He Stopped by Her Table, and Then Into Her Life

Khrehaan Ebah’s chat with the restaurant manager who asked if she had enjoyed her lunch in March 2018 wasn’t for the benefit of her niece and dining companion, Yaheemah Ebah. But she used it to make a point about the importance of being cordial anyway.

“When we left the restaurant Yaheemah was like, ‘Why were you talking to him?’” Ms. Ebah said. “I told her, ‘You’re 17 and you have a lot of growing up to do. You never know what somebody’s going to bring to the table.’”

She did not add that among the things a stranger might bring to the table is an accent beguiling enough to spark a love affair.

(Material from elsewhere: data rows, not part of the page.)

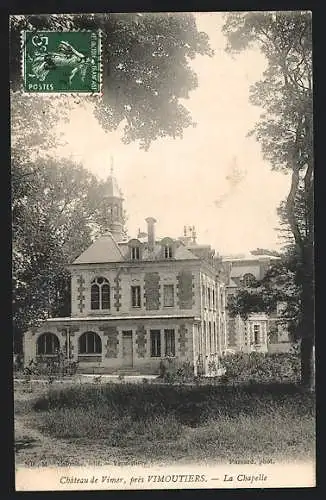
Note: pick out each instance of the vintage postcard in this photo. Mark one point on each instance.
(162, 228)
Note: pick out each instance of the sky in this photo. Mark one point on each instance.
(214, 178)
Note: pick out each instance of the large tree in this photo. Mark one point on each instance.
(56, 207)
(55, 215)
(146, 68)
(285, 132)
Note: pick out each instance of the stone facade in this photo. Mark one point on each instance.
(136, 301)
(257, 333)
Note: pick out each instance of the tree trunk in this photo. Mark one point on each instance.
(308, 363)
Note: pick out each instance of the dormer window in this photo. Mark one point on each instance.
(135, 253)
(168, 252)
(135, 249)
(248, 279)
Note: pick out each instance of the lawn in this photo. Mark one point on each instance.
(162, 424)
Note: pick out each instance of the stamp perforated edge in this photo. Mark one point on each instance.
(71, 93)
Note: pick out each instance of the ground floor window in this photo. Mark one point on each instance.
(169, 339)
(90, 343)
(47, 344)
(155, 343)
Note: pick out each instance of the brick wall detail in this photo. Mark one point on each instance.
(185, 290)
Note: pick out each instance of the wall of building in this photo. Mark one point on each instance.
(150, 277)
(111, 333)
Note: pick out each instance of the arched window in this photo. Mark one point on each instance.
(100, 294)
(90, 343)
(248, 279)
(47, 344)
(167, 252)
(168, 248)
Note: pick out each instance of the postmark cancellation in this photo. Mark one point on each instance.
(62, 61)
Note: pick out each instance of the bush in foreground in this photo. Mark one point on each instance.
(261, 368)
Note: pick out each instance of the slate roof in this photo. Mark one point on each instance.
(105, 249)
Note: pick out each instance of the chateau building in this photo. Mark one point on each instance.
(261, 332)
(136, 301)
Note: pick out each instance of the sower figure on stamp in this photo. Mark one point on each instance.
(66, 56)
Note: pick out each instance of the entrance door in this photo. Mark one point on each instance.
(127, 348)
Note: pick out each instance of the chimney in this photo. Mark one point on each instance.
(194, 235)
(151, 232)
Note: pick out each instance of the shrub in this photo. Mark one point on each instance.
(259, 367)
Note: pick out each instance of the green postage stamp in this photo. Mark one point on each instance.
(62, 61)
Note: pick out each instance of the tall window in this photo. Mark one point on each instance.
(248, 279)
(155, 343)
(169, 339)
(100, 294)
(168, 295)
(257, 334)
(168, 252)
(47, 344)
(204, 295)
(90, 343)
(135, 253)
(210, 337)
(135, 296)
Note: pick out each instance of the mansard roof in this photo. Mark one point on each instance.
(104, 249)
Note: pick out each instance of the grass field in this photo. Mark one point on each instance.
(163, 424)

Ms. Ebah, 45, an Army veteran, is a personnel security specialist for the Veteran Benefits Administration. The day she met Bamba Sama, the general manager of a Philadelphia TGI Friday’s, she was visiting her niece from her home in Waldorf, Md. Their lunch was in the interest of mentorship. “She was a senior in high school and I was there to groom her for the college experience,” Ms. Ebah said. “My brother raised her as a single father, so I’m her mother figure.”

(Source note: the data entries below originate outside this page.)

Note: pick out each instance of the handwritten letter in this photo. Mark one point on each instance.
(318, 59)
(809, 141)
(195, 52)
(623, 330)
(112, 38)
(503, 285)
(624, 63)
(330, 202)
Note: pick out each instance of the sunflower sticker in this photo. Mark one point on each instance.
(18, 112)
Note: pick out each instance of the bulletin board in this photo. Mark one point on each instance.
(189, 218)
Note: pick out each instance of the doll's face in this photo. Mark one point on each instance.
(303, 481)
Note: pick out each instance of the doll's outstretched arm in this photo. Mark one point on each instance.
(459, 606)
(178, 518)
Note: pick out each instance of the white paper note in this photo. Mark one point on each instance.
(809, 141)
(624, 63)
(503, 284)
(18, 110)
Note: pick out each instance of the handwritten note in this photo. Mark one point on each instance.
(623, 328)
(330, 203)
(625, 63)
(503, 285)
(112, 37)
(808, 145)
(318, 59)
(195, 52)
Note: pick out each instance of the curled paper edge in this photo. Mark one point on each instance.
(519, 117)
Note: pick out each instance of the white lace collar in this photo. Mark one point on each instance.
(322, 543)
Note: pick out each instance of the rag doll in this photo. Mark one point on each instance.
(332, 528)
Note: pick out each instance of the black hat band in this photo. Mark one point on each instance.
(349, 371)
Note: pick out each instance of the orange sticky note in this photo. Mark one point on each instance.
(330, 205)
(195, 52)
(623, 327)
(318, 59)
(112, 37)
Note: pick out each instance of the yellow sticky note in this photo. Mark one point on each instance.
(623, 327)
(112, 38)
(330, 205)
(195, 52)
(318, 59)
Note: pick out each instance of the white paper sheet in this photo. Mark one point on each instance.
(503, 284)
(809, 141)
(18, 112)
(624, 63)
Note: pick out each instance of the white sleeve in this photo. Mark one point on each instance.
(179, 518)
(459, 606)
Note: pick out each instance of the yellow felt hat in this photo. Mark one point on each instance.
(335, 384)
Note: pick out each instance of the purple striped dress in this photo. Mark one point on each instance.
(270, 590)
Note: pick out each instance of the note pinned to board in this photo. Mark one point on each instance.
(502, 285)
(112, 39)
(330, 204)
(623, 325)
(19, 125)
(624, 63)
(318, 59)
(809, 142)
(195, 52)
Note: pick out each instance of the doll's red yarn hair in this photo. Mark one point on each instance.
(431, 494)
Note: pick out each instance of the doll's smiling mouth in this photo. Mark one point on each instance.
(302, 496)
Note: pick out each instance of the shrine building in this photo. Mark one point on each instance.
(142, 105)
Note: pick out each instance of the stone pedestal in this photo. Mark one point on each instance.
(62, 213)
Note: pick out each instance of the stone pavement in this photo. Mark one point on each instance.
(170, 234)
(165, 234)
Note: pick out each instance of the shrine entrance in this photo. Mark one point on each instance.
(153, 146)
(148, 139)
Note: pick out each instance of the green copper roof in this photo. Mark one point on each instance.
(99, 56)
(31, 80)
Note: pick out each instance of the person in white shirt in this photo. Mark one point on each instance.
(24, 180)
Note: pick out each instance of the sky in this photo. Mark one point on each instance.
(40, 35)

When Mr. Sama approached their table to ask if the service and food had been to their liking, Ms. Ebah replied with a curt, “We have no complaints.” But she was curious about the way he spoke, so she asked where he was from, to which he replied, Gambia.

“I told him I had a close friend who was married to a Gambian,” she said. “He was like, ‘Really?’” When she mentioned she was in town from Maryland, he told her he had recently transferred to Philadelphia from a TGI Friday’s in Forestville, Md. She left with his business card. And then, out of the restaurant and back in mentor mode, she chased thoughts of the polite West African from her mind.

Mr. Sama, 50, had done much the same. His priority in executing table visits is professionalism, not personal gain. “I liked talking to her, but I have a lot of passion for what I do, and even when I meet people, I’m loyal to the job,” he said. “I take my commitment seriously.” Proof is in his professional trajectory.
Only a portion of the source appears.